The defense moved unsuccessfully for summary judgment; however, an appellate court reversed on the basis that a coke oven installed as part of a complex of masonry structures at the plant does not constitute a product.

Reversing, the state high court found that whether a seller has a duty to warn depends on the nature of a transaction, including the amount of control the seller has over a product’s design, the product’s standardization, and the ability to know and warn about the dangers the product poses to reasonably foreseeable users. The Wilputte coke ovens had one standardized purpose of producing coke, the court said. Moreover, the company was an expert designer and manufacturer of coke ovens, exerted full control over the manner in which the ovens were built, and placed the ovens into the stream of commerce. The company also supplied all of the necessary materials for the ovens, installed the ovens according to its own designs, and had superior knowledge of the ovens’ intended functionality, the court found.

The court rejected the defense’s argument that the plaintiff’s failure to warn claim must fail because it does not identify a specific part of the oven that had a defect.

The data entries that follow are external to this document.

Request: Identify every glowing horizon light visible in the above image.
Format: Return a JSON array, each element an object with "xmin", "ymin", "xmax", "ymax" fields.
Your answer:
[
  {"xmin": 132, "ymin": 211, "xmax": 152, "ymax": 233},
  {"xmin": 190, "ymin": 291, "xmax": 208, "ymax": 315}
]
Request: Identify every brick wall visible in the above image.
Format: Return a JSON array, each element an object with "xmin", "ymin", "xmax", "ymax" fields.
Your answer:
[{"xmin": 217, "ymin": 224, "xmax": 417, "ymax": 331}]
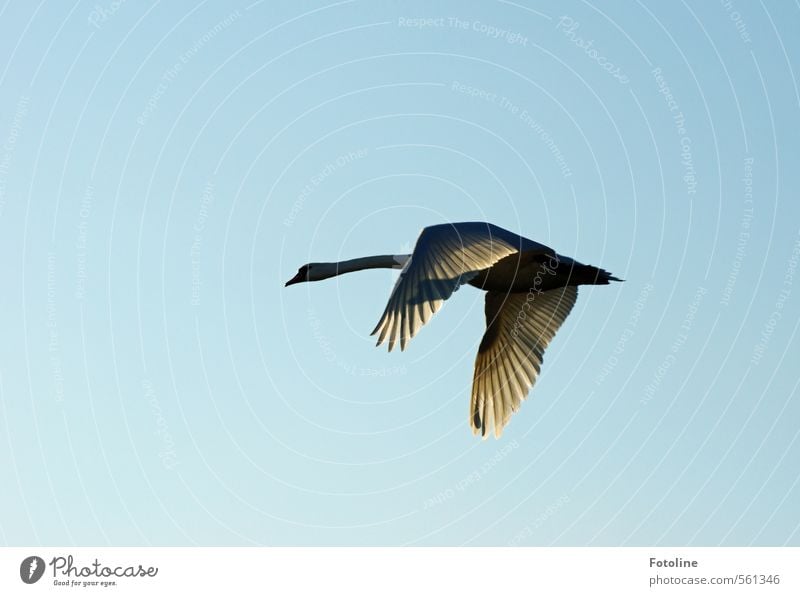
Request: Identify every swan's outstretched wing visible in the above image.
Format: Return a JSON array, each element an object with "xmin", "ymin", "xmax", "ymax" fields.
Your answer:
[
  {"xmin": 470, "ymin": 286, "xmax": 578, "ymax": 437},
  {"xmin": 372, "ymin": 222, "xmax": 552, "ymax": 351}
]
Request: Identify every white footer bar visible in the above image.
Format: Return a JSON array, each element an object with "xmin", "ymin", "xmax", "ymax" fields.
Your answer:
[{"xmin": 0, "ymin": 547, "xmax": 800, "ymax": 596}]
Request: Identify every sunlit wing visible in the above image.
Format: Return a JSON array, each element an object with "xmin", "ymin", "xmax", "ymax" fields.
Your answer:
[
  {"xmin": 470, "ymin": 286, "xmax": 578, "ymax": 437},
  {"xmin": 372, "ymin": 222, "xmax": 551, "ymax": 351}
]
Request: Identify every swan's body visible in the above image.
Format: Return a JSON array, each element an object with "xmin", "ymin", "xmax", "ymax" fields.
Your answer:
[{"xmin": 286, "ymin": 222, "xmax": 621, "ymax": 437}]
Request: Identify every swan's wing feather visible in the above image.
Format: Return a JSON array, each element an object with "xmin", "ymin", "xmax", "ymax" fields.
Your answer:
[
  {"xmin": 372, "ymin": 222, "xmax": 552, "ymax": 351},
  {"xmin": 470, "ymin": 286, "xmax": 578, "ymax": 437}
]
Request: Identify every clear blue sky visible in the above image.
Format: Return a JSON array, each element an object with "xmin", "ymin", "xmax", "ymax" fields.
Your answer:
[{"xmin": 0, "ymin": 0, "xmax": 800, "ymax": 545}]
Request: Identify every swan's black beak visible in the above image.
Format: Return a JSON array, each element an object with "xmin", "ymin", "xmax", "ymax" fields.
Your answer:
[{"xmin": 283, "ymin": 271, "xmax": 305, "ymax": 288}]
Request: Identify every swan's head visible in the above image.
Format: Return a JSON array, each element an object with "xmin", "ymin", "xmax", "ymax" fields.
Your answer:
[{"xmin": 286, "ymin": 263, "xmax": 339, "ymax": 286}]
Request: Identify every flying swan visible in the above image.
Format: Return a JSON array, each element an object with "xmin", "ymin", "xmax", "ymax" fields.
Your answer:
[{"xmin": 286, "ymin": 222, "xmax": 622, "ymax": 437}]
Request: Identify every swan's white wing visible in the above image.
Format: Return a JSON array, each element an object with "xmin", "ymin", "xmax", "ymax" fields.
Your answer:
[
  {"xmin": 372, "ymin": 222, "xmax": 551, "ymax": 351},
  {"xmin": 470, "ymin": 286, "xmax": 578, "ymax": 437}
]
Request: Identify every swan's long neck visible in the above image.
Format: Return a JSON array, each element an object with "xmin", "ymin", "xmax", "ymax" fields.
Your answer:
[{"xmin": 331, "ymin": 255, "xmax": 411, "ymax": 275}]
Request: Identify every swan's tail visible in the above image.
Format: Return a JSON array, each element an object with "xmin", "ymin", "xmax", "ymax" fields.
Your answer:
[{"xmin": 569, "ymin": 263, "xmax": 625, "ymax": 286}]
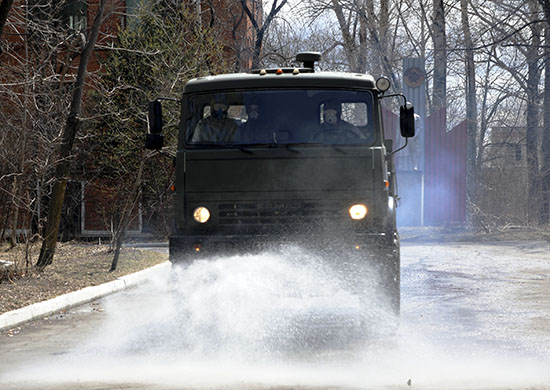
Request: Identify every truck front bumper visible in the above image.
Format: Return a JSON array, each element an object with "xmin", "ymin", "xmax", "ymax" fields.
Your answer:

Citing case law, the court held that failure-to-warn claims are premised on the foreseeable use of a product and the resultant dangers, not a specific component.

Consequently, the court concluded that summary judgment for the defense was not warranted because the defendant failed to meet its burden of establishing that the coke ovens to which Terwilliger was exposed were not products.

Citation: Terwilliger v. Beazer East, Inc., 2019 WL 2424491 (N.Y. June 11, 2019).

Plaintiff counsel: AAJ member John Lipsitz, Buffalo, N.Y.